Alaverdashvili notes that the sector has undergone “complete transformation,” adapting service culture to the needs of visitors from India, China and other Asian countries. Hotels are now training staff on communication, food preferences and service standards tailored to these markets. He agrees that 2025 outperformed the previous year, though mass protests early in the year hindered stronger results.
Tbilisi saw one of its best post-pandemic years, with hotel occupancy rising 10–11% annually, while mountain resorts performed unevenly: Gudauri recorded a jump from 65% to 83% occupancy, whereas Bakuriani became predominantly a local, weekend-driven destination.

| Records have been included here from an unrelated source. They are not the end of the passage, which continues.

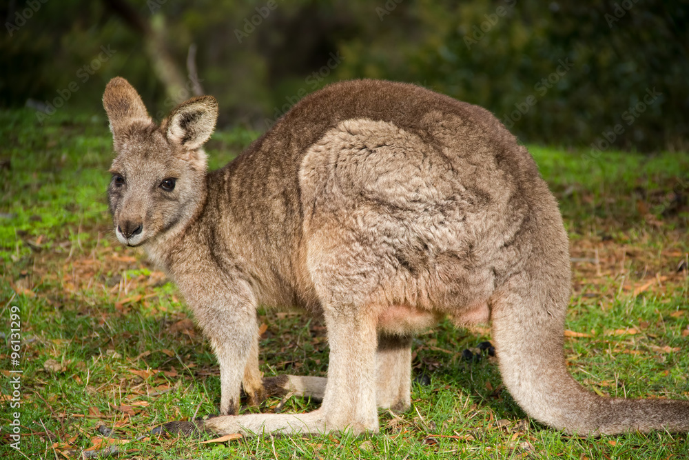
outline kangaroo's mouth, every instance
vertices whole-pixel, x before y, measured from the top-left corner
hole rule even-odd
[[[123,231],[120,226],[115,227],[115,236],[117,240],[125,246],[135,248],[141,246],[146,240],[146,232],[143,228],[137,228],[133,232]]]

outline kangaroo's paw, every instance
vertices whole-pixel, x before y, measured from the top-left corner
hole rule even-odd
[[[282,397],[287,394],[303,398],[311,398],[320,402],[325,393],[325,377],[313,377],[303,375],[278,375],[264,377],[263,387],[269,396]]]

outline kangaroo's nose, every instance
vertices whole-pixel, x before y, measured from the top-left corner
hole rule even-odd
[[[143,230],[143,224],[138,222],[125,222],[123,225],[117,226],[117,230],[124,235],[125,238],[129,239]]]

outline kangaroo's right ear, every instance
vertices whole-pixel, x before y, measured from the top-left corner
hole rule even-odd
[[[116,77],[105,86],[103,106],[107,113],[112,134],[135,121],[151,123],[146,106],[136,90],[121,77]]]

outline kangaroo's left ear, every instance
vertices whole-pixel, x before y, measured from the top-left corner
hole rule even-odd
[[[217,119],[214,97],[194,97],[181,103],[167,117],[167,139],[187,150],[195,150],[210,138]]]

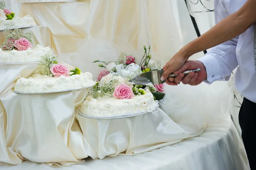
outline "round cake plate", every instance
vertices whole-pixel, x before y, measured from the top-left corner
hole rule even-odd
[[[146,112],[142,112],[141,113],[139,113],[133,114],[128,115],[122,115],[122,116],[114,116],[114,117],[92,117],[92,116],[87,116],[86,115],[84,115],[83,113],[80,112],[78,110],[77,110],[77,112],[78,112],[78,114],[79,114],[79,115],[80,115],[80,116],[81,116],[82,117],[83,117],[84,118],[92,118],[92,119],[116,119],[116,118],[129,118],[131,117],[134,117],[134,116],[138,116],[139,115],[144,115],[144,114],[146,114],[148,113],[149,113],[150,112],[152,112],[154,111],[154,110],[156,110],[156,109],[157,109],[158,108],[158,105],[156,106],[156,107],[155,107],[154,109],[153,110],[148,110]]]
[[[33,64],[38,63],[38,61],[27,62],[23,63],[0,63],[0,65],[15,65],[15,64]]]
[[[37,95],[37,94],[49,94],[49,93],[59,93],[59,92],[70,92],[70,91],[71,91],[80,90],[80,89],[86,89],[87,88],[91,87],[93,86],[94,86],[95,85],[95,84],[96,83],[94,83],[93,85],[92,84],[92,85],[89,85],[88,86],[84,87],[82,87],[82,88],[80,88],[80,89],[70,89],[70,90],[63,90],[63,91],[60,91],[59,92],[38,92],[38,93],[25,93],[25,92],[17,92],[16,91],[14,90],[13,92],[14,92],[16,94],[24,94],[24,95]]]

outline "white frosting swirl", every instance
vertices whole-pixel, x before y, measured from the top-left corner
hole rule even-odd
[[[38,61],[39,58],[51,50],[49,47],[37,45],[26,50],[2,51],[0,48],[0,63],[24,63]]]
[[[58,78],[37,74],[29,78],[19,78],[14,89],[17,92],[23,93],[53,92],[87,87],[94,84],[93,75],[88,72]]]
[[[37,25],[33,17],[29,15],[26,15],[22,18],[15,17],[12,20],[6,20],[0,17],[0,30],[5,29],[5,23],[10,22],[14,24],[14,27],[12,29],[35,26]]]
[[[94,117],[115,117],[152,111],[157,102],[149,90],[145,94],[134,97],[130,99],[119,99],[105,96],[97,99],[87,96],[80,105],[80,112]]]

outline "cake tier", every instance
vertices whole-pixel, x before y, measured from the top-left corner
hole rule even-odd
[[[36,3],[73,2],[76,0],[13,0],[14,3]]]
[[[0,30],[5,29],[5,24],[10,22],[13,23],[14,27],[12,29],[26,28],[37,26],[37,24],[34,19],[29,15],[26,15],[24,17],[15,17],[12,20],[6,20],[3,18],[0,17]]]
[[[0,63],[19,63],[38,61],[40,57],[51,50],[49,47],[37,45],[26,50],[2,51],[0,48]]]
[[[157,103],[148,90],[144,95],[130,99],[105,96],[97,99],[87,96],[80,105],[80,112],[93,117],[110,117],[129,115],[154,110]]]
[[[95,84],[93,75],[86,72],[70,77],[58,78],[33,75],[29,78],[19,78],[14,86],[16,92],[28,93],[47,93],[77,89]]]

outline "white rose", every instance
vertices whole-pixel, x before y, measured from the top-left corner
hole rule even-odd
[[[116,63],[115,62],[111,62],[111,63],[109,63],[108,65],[108,66],[107,66],[106,67],[106,69],[107,69],[107,71],[111,72],[113,68],[115,67],[116,65]]]
[[[117,85],[119,86],[122,84],[125,84],[125,81],[124,79],[124,78],[122,78],[120,76],[114,76],[113,77],[113,79],[115,80],[117,80],[118,81],[118,82],[117,83]]]
[[[6,20],[7,17],[5,16],[5,13],[3,12],[3,10],[2,9],[0,9],[0,18],[3,18],[5,20]]]
[[[112,78],[113,75],[112,74],[109,74],[106,76],[103,77],[102,78],[101,81],[103,81],[105,83],[108,83],[110,82]]]

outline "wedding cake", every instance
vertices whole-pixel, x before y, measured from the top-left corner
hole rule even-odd
[[[0,48],[0,63],[20,63],[38,61],[41,56],[51,51],[49,47],[37,45],[24,51],[3,51]]]
[[[89,87],[95,84],[90,72],[61,62],[51,51],[40,58],[37,69],[29,78],[19,78],[16,92],[38,93],[60,92]]]
[[[11,29],[26,28],[37,26],[34,19],[29,15],[20,18],[15,17],[15,14],[6,9],[5,1],[0,0],[0,30],[6,28],[6,25],[12,23]]]
[[[129,82],[136,75],[151,70],[160,69],[160,61],[151,60],[145,46],[144,56],[140,62],[131,55],[121,53],[116,61],[106,62],[96,60],[98,66],[105,68],[98,77],[99,81],[90,92],[90,96],[79,109],[82,114],[93,117],[112,117],[150,112],[158,105],[153,95],[163,92],[163,85],[143,86]],[[139,65],[139,63],[140,63]]]
[[[120,99],[104,96],[97,99],[87,96],[81,104],[79,111],[93,117],[116,117],[154,110],[157,103],[148,89],[143,95],[136,95],[130,99]]]
[[[21,63],[38,61],[40,57],[51,51],[49,47],[33,47],[32,35],[23,35],[20,29],[4,31],[5,40],[0,46],[0,63]]]
[[[77,89],[94,85],[93,75],[86,72],[66,77],[50,77],[37,74],[29,78],[19,78],[14,86],[15,91],[37,93],[59,92]]]

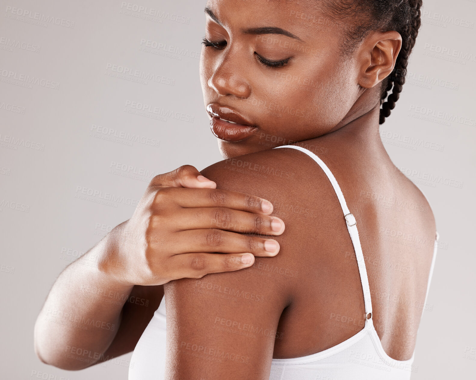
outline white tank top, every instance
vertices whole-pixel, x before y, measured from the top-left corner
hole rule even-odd
[[[374,327],[372,302],[357,222],[350,213],[342,192],[334,175],[314,153],[295,145],[290,148],[305,153],[313,159],[327,175],[337,194],[355,250],[364,292],[366,314],[363,330],[342,343],[320,352],[288,359],[273,359],[269,380],[407,380],[417,367],[412,364],[415,352],[408,360],[392,359],[384,350]],[[276,149],[275,148],[275,149]],[[433,257],[425,296],[435,266],[438,234],[435,241]],[[424,310],[425,308],[424,308]],[[166,364],[166,309],[165,297],[140,337],[132,354],[129,367],[129,380],[162,380]]]

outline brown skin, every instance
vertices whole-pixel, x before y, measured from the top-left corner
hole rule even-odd
[[[265,200],[217,189],[200,177],[190,165],[156,176],[132,217],[61,272],[35,325],[42,361],[80,370],[130,352],[159,307],[165,282],[237,270],[252,265],[253,255],[278,253],[278,244],[265,249],[273,239],[239,233],[282,233],[284,223],[272,228],[280,220],[268,215],[272,205],[265,211]],[[249,264],[241,262],[243,252],[253,254]]]
[[[207,4],[223,26],[207,17],[207,37],[214,41],[226,40],[227,47],[221,50],[203,48],[200,78],[204,103],[218,102],[233,108],[259,127],[255,135],[241,141],[218,140],[220,151],[225,158],[235,158],[247,161],[252,168],[269,169],[279,174],[239,171],[236,161],[226,160],[201,173],[215,181],[218,188],[256,194],[273,203],[271,216],[286,223],[285,233],[274,237],[280,245],[279,254],[257,258],[252,268],[233,273],[203,277],[204,272],[197,274],[196,268],[193,275],[184,271],[176,275],[193,279],[170,281],[163,286],[136,285],[131,290],[129,283],[136,280],[121,275],[120,270],[103,271],[95,277],[98,271],[91,274],[79,264],[76,268],[72,264],[68,267],[71,270],[67,268],[59,278],[40,316],[44,316],[48,308],[64,310],[70,307],[71,312],[81,310],[87,318],[90,316],[119,327],[117,332],[99,331],[104,335],[99,339],[97,331],[86,334],[60,325],[64,329],[61,331],[60,325],[49,324],[39,317],[36,347],[45,361],[70,369],[93,364],[65,359],[67,344],[104,353],[109,358],[130,351],[158,306],[164,288],[169,379],[268,379],[272,358],[317,352],[359,330],[364,313],[361,286],[352,243],[334,190],[309,157],[294,150],[270,149],[293,141],[298,141],[296,145],[310,149],[326,162],[356,218],[374,324],[386,352],[397,360],[411,356],[422,311],[411,305],[424,301],[433,247],[404,245],[407,242],[403,239],[395,242],[388,238],[387,231],[403,231],[432,241],[435,226],[423,196],[396,170],[378,135],[380,82],[392,71],[401,38],[395,32],[374,32],[354,53],[342,57],[339,54],[342,26],[327,21],[326,15],[314,8],[316,3],[217,0]],[[293,15],[306,17],[303,20]],[[240,32],[243,28],[261,26],[290,31],[304,42],[276,34]],[[267,43],[270,37],[277,40]],[[282,47],[286,46],[294,48]],[[255,51],[270,60],[292,58],[285,66],[270,68],[256,60]],[[299,110],[298,116],[296,110]],[[269,140],[277,138],[280,143]],[[176,193],[174,196],[178,197]],[[387,204],[375,201],[373,194],[389,201],[390,206],[392,200],[403,200],[406,204],[420,205],[426,211],[385,207]],[[233,220],[230,213],[221,213],[220,229],[239,231],[243,221]],[[171,220],[173,214],[165,220]],[[196,217],[200,223],[207,220],[203,215]],[[184,221],[189,224],[188,220]],[[116,231],[116,238],[123,231],[121,225]],[[266,237],[253,232],[241,236]],[[111,234],[109,239],[115,241],[114,236]],[[218,250],[217,247],[229,249],[232,243],[224,242],[222,238],[216,234],[209,239],[211,250],[205,251]],[[96,249],[99,257],[108,254],[100,244]],[[214,267],[207,260],[195,262],[206,268]],[[409,270],[396,270],[397,265]],[[162,267],[155,268],[158,270]],[[161,275],[166,280],[169,271],[164,270],[161,275],[156,272],[151,277],[157,280]],[[139,276],[141,281],[143,277]],[[80,285],[91,281],[106,290],[130,292],[149,299],[149,309],[130,302],[115,306],[100,298],[96,301],[90,297],[78,298]],[[207,284],[224,290],[215,292],[218,295],[233,289],[239,294],[254,295],[253,299],[238,296],[230,300],[201,291],[202,285]],[[68,306],[69,294],[75,295],[76,303]],[[355,322],[343,322],[337,316],[352,318]],[[282,335],[275,340],[268,336],[247,337],[215,328],[221,326],[224,319],[277,330]],[[51,336],[56,343],[54,347],[59,348],[58,352],[46,342]],[[248,363],[196,359],[187,355],[189,351],[182,347],[183,342],[186,347],[187,343],[197,343],[238,354],[248,358]]]
[[[328,180],[302,152],[270,150],[274,145],[263,134],[284,139],[276,145],[298,141],[295,145],[314,151],[332,171],[357,220],[374,323],[384,349],[397,360],[409,359],[413,352],[436,227],[424,196],[397,169],[378,133],[380,83],[393,70],[401,38],[395,31],[374,32],[353,54],[342,57],[339,26],[328,22],[319,28],[290,16],[325,19],[314,4],[207,3],[221,25],[207,16],[206,37],[215,42],[226,40],[227,45],[222,50],[205,47],[202,50],[204,104],[229,107],[258,128],[242,141],[219,140],[222,155],[228,159],[201,173],[218,188],[270,200],[275,206],[272,215],[286,220],[286,230],[276,238],[281,247],[279,254],[257,258],[252,268],[209,274],[199,280],[182,279],[164,285],[169,349],[166,378],[170,380],[268,379],[272,358],[322,351],[363,327],[365,309],[357,259]],[[290,31],[305,41],[305,48],[283,51],[280,44],[285,46],[293,39],[242,31],[260,27]],[[263,44],[262,37],[278,42]],[[285,66],[269,68],[257,60],[255,52],[269,60],[293,58]],[[308,86],[306,90],[295,81],[280,80],[285,74],[322,85]],[[279,107],[269,110],[253,104]],[[286,107],[305,112],[297,117],[276,110]],[[238,170],[243,162],[248,163],[248,170]],[[394,232],[405,233],[406,238],[393,238]],[[415,243],[409,235],[424,242]],[[288,273],[292,270],[298,276],[279,274],[272,268],[288,270]],[[210,286],[224,290],[215,291],[217,294],[202,291]],[[226,289],[258,295],[254,299],[217,296],[223,295]],[[347,322],[349,319],[355,322]],[[260,334],[234,334],[219,328],[226,329],[227,321],[277,330],[282,336],[275,340]],[[237,354],[239,359],[204,360],[190,354],[189,344]]]

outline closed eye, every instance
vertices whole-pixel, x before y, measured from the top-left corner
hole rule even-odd
[[[285,60],[268,60],[266,58],[261,57],[259,54],[255,52],[255,54],[256,54],[256,58],[258,59],[258,60],[263,65],[266,65],[269,67],[281,67],[281,66],[284,66],[285,65],[287,64],[288,62],[289,62],[289,60],[291,59],[291,57],[289,57],[288,58],[286,58]]]
[[[217,42],[214,42],[211,41],[209,41],[207,39],[206,37],[203,38],[202,40],[202,43],[207,47],[214,48],[215,49],[218,49],[219,50],[224,49],[227,46],[227,41],[225,40],[223,40],[223,41],[218,41]],[[291,57],[290,57],[288,58],[286,58],[285,60],[273,61],[267,60],[264,57],[261,57],[256,51],[255,52],[255,54],[256,54],[257,58],[261,64],[268,66],[268,67],[281,67],[287,64],[288,62],[289,62],[289,60],[291,58]]]
[[[202,43],[205,46],[211,47],[218,49],[223,49],[227,46],[227,41],[225,40],[218,41],[218,42],[212,42],[211,41],[208,41],[207,39],[207,37],[203,37],[203,39],[202,40]]]

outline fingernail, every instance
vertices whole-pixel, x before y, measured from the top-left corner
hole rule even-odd
[[[253,258],[251,255],[243,255],[241,256],[241,263],[248,265],[251,263],[253,261]]]
[[[267,213],[269,212],[272,207],[273,205],[269,201],[264,200],[261,201],[261,210],[263,210],[264,212],[266,212]]]
[[[207,178],[206,177],[205,177],[202,175],[198,176],[197,177],[197,179],[200,182],[205,182],[205,181],[210,180],[208,178]],[[213,181],[212,181],[213,182]]]
[[[273,221],[271,222],[271,229],[273,231],[277,232],[281,230],[282,225],[279,219],[273,219]]]
[[[274,240],[267,240],[265,241],[265,250],[268,252],[275,252],[278,249],[278,243]]]

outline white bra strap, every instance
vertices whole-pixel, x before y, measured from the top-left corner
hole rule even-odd
[[[319,166],[321,167],[326,175],[327,176],[329,180],[330,181],[332,187],[334,188],[334,191],[337,195],[337,198],[339,200],[340,203],[340,207],[342,208],[342,211],[344,212],[344,217],[346,220],[346,224],[347,225],[347,229],[348,230],[349,234],[350,235],[350,239],[352,241],[354,245],[354,249],[356,252],[356,257],[357,258],[357,264],[358,265],[359,273],[360,275],[360,282],[362,283],[362,289],[364,292],[364,302],[365,304],[365,313],[366,319],[370,319],[372,318],[372,301],[370,299],[370,289],[368,286],[368,278],[367,277],[367,270],[365,268],[365,262],[364,261],[364,255],[362,252],[362,247],[360,245],[360,240],[358,237],[358,231],[357,230],[357,221],[349,209],[347,207],[346,203],[346,200],[344,198],[344,194],[339,187],[337,181],[336,180],[334,175],[327,168],[327,166],[322,160],[316,156],[314,153],[307,149],[301,148],[296,145],[281,145],[278,148],[291,148],[293,149],[297,149],[300,150],[309,156],[313,159]]]

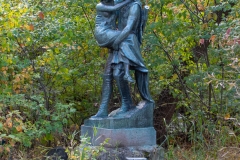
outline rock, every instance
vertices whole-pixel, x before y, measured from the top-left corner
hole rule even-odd
[[[68,155],[63,147],[56,147],[48,151],[45,160],[67,160]]]
[[[146,158],[148,160],[164,160],[164,149],[159,146],[105,148],[106,152],[100,153],[97,160],[127,160]]]

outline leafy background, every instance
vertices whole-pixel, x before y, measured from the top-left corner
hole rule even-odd
[[[2,159],[36,158],[54,146],[79,145],[73,133],[98,109],[108,56],[93,34],[97,3],[0,1]],[[142,55],[166,159],[215,159],[222,147],[238,148],[239,2],[145,3],[150,11]],[[137,103],[140,96],[131,88]],[[115,86],[110,110],[119,103]]]

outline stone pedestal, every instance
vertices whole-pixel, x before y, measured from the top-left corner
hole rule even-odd
[[[117,110],[107,118],[90,118],[81,126],[81,135],[89,136],[94,146],[106,139],[106,147],[132,147],[156,145],[156,131],[153,128],[154,103],[140,102],[132,110],[117,115]]]
[[[109,139],[106,147],[113,148],[156,145],[156,131],[153,127],[106,129],[82,126],[81,134],[91,137],[91,143],[94,146],[99,146],[106,139]]]

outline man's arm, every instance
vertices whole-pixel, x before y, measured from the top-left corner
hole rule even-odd
[[[124,5],[130,3],[132,0],[126,0],[123,1],[119,4],[116,4],[114,6],[108,6],[108,5],[104,5],[102,3],[97,4],[96,9],[97,11],[102,11],[102,12],[111,12],[111,11],[115,11],[118,10],[119,8],[123,7]]]
[[[136,25],[136,22],[138,21],[140,17],[140,6],[138,4],[134,4],[129,11],[129,16],[127,20],[127,26],[122,30],[120,35],[117,37],[117,39],[113,43],[113,48],[115,50],[118,50],[119,44],[128,37],[128,35],[131,33],[132,28]]]

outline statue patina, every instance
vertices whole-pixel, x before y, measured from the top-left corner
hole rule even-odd
[[[99,46],[109,49],[109,56],[104,69],[100,107],[91,118],[108,116],[113,80],[121,95],[121,107],[117,115],[135,108],[128,82],[136,81],[142,99],[154,103],[148,90],[148,69],[140,52],[144,27],[140,0],[102,0],[96,9],[95,37]],[[135,71],[135,81],[129,69]]]

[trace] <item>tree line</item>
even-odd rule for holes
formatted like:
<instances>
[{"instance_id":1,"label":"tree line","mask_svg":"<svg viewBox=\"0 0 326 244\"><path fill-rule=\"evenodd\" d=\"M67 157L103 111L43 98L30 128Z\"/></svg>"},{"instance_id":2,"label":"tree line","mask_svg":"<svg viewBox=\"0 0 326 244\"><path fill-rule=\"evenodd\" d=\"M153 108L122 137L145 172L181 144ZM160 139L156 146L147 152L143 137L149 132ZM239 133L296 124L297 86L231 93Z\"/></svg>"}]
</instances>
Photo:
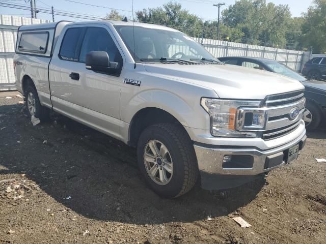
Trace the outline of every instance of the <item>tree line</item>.
<instances>
[{"instance_id":1,"label":"tree line","mask_svg":"<svg viewBox=\"0 0 326 244\"><path fill-rule=\"evenodd\" d=\"M164 25L194 37L216 39L217 20L204 20L169 2L135 12L139 22ZM314 0L302 16L292 17L288 5L266 0L238 0L222 11L220 39L225 41L293 49L326 52L326 0ZM105 19L123 16L112 10Z\"/></svg>"}]
</instances>

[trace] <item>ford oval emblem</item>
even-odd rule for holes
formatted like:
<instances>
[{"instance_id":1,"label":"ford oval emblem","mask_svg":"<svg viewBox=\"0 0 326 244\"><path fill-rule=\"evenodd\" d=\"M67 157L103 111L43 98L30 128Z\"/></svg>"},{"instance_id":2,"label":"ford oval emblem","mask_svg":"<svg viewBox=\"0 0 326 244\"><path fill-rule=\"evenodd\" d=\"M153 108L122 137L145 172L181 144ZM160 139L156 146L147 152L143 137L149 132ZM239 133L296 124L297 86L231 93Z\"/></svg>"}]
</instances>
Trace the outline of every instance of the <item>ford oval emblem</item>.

In contrast, Kakheti experienced its most difficult year due to oversupply and a sharp decline in visitors from Russia and Ukraine, leading to temporary hotel closures.
Alaverdashvili also criticized weak cooperation between the government and the private sector, saying coordination has broken down, including the once-active WhatsApp communication group with the Economy Ministry. According to him, tourism policy “cannot be driven by PR alone,” and stronger joint planning is essential for the sector’s stability and growth.